France poised to impose 3% digital tax on internet giants
Draft law to take effect retroactively expected to raise €500m annually for French coffers
France’s economy and finance minister Bruno Le Maire: “We must tax the Gafa [Google, Apple, Facebook, Amazon] to finance our public services, our schools, our creches and our hospitals.” Photograph: Eric Piermont/AFP
France is preparing to impose a 3 per cent digital tax on internet giants with global turnover of more than €750 million and turnover of more than €25 million in France.
The French finance minister Bruno Le Maire presented his draft law on the tax to cabinet on Wednesday and the text will go to the National Assembly in early April. It will take effect retroactively from January 1st this year.
The tax will apply to the French revenues of some 30 international groups and is expected to raise €500 million annually. This compares to the annual €60 million France takes in corporation tax.
EU Commission figures show European businesses pay 23 per cent corporation tax on average, but this drops to just 9 per cent for internet companies, Mr Le Maire said.
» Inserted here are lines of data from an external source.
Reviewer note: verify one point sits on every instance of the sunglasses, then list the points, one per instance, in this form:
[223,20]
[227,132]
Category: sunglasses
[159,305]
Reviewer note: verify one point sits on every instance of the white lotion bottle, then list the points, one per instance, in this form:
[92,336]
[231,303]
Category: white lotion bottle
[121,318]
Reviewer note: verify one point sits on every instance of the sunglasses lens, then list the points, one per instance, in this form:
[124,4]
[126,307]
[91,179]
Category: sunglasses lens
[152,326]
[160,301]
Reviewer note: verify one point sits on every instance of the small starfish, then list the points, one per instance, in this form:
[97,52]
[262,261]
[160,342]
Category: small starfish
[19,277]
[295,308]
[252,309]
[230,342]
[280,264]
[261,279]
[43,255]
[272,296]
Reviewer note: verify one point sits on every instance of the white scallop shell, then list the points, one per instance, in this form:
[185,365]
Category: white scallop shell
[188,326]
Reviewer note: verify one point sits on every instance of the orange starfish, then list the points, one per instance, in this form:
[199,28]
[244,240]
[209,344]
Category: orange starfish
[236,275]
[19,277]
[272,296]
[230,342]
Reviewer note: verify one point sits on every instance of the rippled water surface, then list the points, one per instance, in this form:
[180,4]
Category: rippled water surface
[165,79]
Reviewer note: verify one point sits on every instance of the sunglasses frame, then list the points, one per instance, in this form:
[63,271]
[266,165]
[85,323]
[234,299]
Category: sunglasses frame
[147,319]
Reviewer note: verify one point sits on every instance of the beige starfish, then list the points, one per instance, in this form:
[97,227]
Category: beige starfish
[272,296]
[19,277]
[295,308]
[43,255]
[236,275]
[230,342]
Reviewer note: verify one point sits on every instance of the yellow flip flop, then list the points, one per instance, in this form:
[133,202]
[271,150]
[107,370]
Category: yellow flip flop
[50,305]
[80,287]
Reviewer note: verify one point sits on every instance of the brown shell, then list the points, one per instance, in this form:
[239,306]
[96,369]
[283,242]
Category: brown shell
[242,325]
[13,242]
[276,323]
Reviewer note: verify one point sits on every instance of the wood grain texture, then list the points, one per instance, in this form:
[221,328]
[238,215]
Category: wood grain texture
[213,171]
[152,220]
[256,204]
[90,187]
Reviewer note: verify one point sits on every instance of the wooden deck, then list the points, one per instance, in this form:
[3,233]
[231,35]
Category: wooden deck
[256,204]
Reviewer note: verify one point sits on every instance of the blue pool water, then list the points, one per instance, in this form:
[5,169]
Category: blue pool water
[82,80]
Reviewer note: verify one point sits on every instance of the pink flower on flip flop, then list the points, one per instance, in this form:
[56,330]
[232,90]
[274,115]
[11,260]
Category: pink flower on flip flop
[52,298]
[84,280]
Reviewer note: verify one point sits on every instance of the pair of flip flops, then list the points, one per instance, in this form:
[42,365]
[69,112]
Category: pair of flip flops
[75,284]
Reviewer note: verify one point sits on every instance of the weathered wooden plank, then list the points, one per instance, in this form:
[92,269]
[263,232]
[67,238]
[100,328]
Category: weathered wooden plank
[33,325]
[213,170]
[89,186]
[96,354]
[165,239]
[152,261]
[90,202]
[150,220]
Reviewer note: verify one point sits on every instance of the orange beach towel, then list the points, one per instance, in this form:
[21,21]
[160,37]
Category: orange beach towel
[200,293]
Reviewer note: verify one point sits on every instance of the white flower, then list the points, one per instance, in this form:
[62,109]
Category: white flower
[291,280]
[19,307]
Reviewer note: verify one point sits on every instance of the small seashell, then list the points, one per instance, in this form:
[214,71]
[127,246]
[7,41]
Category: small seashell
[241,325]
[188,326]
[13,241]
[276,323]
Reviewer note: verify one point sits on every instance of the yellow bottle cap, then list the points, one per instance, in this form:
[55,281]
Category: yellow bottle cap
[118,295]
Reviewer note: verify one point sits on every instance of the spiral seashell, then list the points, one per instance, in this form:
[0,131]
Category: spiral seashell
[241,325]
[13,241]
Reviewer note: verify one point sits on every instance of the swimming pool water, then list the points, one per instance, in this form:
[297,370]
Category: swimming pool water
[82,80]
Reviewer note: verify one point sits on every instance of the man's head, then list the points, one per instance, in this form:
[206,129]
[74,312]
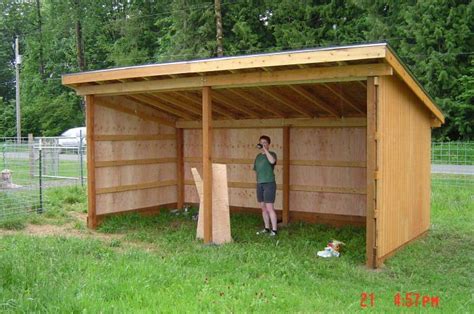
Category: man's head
[264,141]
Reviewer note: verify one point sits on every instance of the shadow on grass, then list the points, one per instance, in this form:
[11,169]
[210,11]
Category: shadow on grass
[179,229]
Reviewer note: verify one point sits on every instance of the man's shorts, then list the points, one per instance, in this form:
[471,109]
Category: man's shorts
[266,192]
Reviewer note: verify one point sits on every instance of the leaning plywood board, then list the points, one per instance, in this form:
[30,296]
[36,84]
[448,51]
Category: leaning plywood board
[220,205]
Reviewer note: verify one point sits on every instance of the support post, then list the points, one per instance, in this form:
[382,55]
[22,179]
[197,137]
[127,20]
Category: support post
[207,161]
[286,175]
[31,143]
[91,192]
[371,245]
[180,167]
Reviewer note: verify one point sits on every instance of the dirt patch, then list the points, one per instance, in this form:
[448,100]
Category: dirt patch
[75,230]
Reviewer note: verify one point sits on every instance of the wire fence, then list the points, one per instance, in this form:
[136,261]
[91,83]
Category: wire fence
[31,167]
[452,163]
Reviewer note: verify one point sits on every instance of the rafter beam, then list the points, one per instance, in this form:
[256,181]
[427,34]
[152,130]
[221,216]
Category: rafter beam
[285,101]
[343,98]
[313,100]
[178,103]
[359,122]
[144,100]
[218,110]
[230,103]
[297,76]
[234,63]
[257,103]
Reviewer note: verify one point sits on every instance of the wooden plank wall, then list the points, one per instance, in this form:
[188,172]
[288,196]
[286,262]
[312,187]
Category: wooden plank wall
[328,170]
[236,148]
[403,151]
[135,157]
[327,167]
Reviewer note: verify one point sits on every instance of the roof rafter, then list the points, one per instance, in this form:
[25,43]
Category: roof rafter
[198,102]
[283,100]
[285,77]
[230,103]
[257,103]
[342,97]
[309,97]
[158,104]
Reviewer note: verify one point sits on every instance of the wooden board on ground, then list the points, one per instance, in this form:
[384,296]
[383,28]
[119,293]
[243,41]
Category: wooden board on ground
[220,205]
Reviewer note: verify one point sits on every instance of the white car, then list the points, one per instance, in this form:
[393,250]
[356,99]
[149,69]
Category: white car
[72,138]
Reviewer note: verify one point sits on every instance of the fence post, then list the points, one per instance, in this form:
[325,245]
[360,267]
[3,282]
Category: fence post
[81,157]
[40,153]
[31,142]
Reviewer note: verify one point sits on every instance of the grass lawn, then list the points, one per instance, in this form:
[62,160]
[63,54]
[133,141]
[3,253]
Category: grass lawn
[151,264]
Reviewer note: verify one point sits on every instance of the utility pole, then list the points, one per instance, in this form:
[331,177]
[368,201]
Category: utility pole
[17,70]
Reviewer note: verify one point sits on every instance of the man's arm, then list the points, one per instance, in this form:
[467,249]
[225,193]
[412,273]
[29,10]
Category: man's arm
[270,157]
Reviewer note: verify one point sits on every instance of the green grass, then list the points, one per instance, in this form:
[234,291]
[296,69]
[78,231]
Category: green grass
[169,271]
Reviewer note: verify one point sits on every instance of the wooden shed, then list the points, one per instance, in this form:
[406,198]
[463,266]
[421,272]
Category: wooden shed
[350,125]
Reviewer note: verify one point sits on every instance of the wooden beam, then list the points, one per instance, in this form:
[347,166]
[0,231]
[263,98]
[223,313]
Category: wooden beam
[197,101]
[233,63]
[342,98]
[371,245]
[231,103]
[134,187]
[176,102]
[207,145]
[133,162]
[104,102]
[180,167]
[142,99]
[297,76]
[91,190]
[257,103]
[135,137]
[285,101]
[328,189]
[295,187]
[278,123]
[313,100]
[413,85]
[286,175]
[293,162]
[329,163]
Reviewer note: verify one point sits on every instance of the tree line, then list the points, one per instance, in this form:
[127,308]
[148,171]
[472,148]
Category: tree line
[433,38]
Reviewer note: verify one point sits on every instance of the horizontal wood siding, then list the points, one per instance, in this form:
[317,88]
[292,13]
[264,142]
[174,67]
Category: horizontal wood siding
[327,172]
[135,157]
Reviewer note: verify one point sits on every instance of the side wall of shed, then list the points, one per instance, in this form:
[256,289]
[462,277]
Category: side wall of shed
[403,161]
[135,157]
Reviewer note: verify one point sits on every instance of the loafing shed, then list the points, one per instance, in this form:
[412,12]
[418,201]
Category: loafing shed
[350,125]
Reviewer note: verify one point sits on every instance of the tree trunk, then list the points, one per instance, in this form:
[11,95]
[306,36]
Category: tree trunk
[217,8]
[40,35]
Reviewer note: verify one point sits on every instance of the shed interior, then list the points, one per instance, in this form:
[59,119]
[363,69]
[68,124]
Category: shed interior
[149,125]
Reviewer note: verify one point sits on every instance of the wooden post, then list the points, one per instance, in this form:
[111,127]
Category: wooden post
[180,167]
[371,248]
[31,142]
[91,192]
[207,161]
[286,175]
The French law is based on a draft directive drawn up by the EU Commission last year. France lobbied hard for its passage, but Mr Le Maire was unable to convince the Republic, Denmark, Finland and Sweden to accept it.
“Twenty-three out of 27 [EU)]states support it,” Mr Le Maire told a press conference. “But 23 is not 27, and the directive requires unanimity. So there will be no accord . . . It is time to move to qualified majority voting in fiscal matters. If we had QMV, the directive would have passed already.”
The tax will be charged on three sources of income: targeted advertising of consumers online, connection services that refer internet users to other websites, and the resale of personal data. But online trading, payment services and regulated financial services will be exempt.
The law was announced in December, at the height of protests by gilets jaunes, or yellow vests, who demand higher taxes on business and the rich.
Mr Le Maire said the tax would be collected on the basis of revenue declared by the companies in France, adding that checks would be carried out if necessary. Experts say the internet companies can easily underestimate their French earnings, and that the government will find it difficult or impossible to check them.
France hopes that its law will set the tone for negotiations at the Organisation for Economic Co-operation and Development on a global internet tax. When he visited Dublin on February 26th, Mr Le Maire said, Minister for Finance Pascal Donohoe told him Ireland would work with France in the OECD.
“Work has speeded up because of France,” Mr Le Maire said. “It is always when France shows her determination that things move.”
Austria, Italy, Spain and the UK also plan national digital taxes.